俺は――暗い・・そう、暗く長い道を一人歩いていた。
俺はここを知っている。
俺の心の中に眠る怪物達の墓場・・『グレイヴヤード』だ。
今まで何匹の怪物や人間達を殺してきただろう?
何百?何千?いや・・何万か?
ハハッ、もう覚えてねぇや。
俺は自嘲気味な笑みを口元に浮かべ歩いた。歩きまくった。
それからどれだけ経ったのだろう?
突然前方に光が見えた。

扉だ。扉の隙間から光が漏れている。
俺は吸い込まれるようにその扉へと歩を進め、その扉を開いた。そして光に飲まれた先には――

「あ・・!」
一本の巨木が根を張る広大な草原には、幼き頃に見た夕日がかかっている。
夕日を見つめるウルの目から、一筋の光が流れた。
「俺の・・記憶?」
ウルの記憶の映像が、周囲に大小の写真のように具現化され浮かび上がる。
その写真の量に翻弄されるも、やがて一枚の写真に目がとまった。
そこにはブロンドがかったピンクの髪の小生意気そうな娘―ルイズが写っている。
「そうだ・・、このクソ生意気な女・・、ルイズのおかげで俺は、心を失わずに済んだんだ・・」
ルイズの写真から、顎の突き出た厳つい男の写真へと視点をずらす。
「加藤との決戦の後、みんなは自分の望む場所へと旅立った。
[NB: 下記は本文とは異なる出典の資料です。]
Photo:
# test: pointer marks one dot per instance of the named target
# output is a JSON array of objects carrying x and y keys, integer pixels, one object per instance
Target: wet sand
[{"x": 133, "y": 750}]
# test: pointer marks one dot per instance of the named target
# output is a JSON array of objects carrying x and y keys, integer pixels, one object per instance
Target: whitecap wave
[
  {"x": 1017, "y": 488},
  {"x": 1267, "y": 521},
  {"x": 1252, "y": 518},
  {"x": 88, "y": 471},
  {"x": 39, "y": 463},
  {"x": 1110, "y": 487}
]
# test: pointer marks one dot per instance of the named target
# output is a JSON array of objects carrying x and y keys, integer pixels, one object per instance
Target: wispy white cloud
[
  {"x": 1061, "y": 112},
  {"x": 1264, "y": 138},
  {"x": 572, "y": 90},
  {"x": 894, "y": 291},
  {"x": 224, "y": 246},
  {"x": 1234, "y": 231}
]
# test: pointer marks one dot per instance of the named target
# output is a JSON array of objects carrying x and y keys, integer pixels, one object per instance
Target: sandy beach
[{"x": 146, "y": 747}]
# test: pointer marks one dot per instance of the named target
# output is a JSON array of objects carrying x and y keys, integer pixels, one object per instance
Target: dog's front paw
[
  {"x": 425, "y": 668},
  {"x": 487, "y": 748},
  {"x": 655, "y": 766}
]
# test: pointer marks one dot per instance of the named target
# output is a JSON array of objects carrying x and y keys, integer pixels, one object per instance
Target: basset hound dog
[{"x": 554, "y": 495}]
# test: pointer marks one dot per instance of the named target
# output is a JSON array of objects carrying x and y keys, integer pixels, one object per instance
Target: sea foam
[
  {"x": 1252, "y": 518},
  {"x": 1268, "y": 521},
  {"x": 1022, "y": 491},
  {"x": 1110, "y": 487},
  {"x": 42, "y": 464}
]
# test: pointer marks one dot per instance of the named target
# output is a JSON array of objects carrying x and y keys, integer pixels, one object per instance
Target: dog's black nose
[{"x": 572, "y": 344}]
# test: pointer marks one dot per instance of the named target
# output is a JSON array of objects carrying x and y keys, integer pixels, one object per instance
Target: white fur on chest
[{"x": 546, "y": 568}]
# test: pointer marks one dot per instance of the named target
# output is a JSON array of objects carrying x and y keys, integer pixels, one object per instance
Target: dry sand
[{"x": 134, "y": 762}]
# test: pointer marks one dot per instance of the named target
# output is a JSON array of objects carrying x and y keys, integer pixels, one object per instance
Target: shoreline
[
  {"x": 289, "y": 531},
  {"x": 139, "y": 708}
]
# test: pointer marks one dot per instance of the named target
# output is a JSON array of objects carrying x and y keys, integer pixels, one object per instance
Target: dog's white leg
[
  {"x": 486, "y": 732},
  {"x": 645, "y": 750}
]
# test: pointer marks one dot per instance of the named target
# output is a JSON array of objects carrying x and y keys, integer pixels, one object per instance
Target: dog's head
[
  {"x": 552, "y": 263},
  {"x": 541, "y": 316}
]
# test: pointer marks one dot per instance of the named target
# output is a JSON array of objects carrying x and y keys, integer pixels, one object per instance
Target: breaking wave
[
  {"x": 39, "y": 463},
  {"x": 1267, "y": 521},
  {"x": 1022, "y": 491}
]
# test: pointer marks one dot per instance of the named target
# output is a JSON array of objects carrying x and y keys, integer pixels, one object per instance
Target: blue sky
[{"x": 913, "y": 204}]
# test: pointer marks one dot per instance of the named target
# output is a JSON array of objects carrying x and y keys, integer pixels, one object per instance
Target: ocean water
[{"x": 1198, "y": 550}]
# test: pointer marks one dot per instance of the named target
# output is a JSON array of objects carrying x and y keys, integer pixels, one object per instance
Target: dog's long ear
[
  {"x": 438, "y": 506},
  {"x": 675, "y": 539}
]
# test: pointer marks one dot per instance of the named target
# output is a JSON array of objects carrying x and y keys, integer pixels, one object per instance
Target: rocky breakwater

そして・・俺は・・」
そう、俺は忌ま忌ましい呪いによりこの心を破壊されるはずだった。
それでも・・心を破壊されても・・・穏やかに過ごしてゆけるのならば・・・それは、幸せなことなのかもしれない。
確かにそう思った。
そして、俺が帰るべき場所を・・・強く願ったんだ!

再び視線をルイズの写真へ戻す。
「だけど、俺を迎え入れた世界は俺のまったく知らない・・異世界だった。」
最初は戸惑った。自分に何が起こったのか理解できなかった。
だけど最初から、一つだけ分かることがあったんだ。
それは、俺の心を蝕む呪いが消えたこと・・・
俺は頭が悪い。だから呪いが消えた理由についてなんて分かるはずもない。
だけど、目の前の写真に写る俺を『召喚』した女・・・ルイズが関わっているのは間違いない。
こいつにとってはきっと、俺を召喚したのは偶然みたいなもんなんだろう。
俺はこの女に感謝している。

きっと俺がこれから暮らしていくことになろうこの未知の世界に不安がないわけじゃない。
だけど・・この心に宿る記憶・・・これがあるだけで俺は、幸せを感じることができる。
大丈夫、俺ならやれるさ。

ルイズの写真から別の写真へ視点を移す。

「とりあえず暫くは、俺を決して逃れられないはずだった呪いから救ってくれた、この女に付き合ってみることにするよ。・・・前途多難っぽいけどさ・・・いいよな?」
ウルが見つめる先には、陽光に照らされ眠る、銀髪の女性の写真があった。

「アリス・・・」

そして、彼の使い魔としての生活が始まった。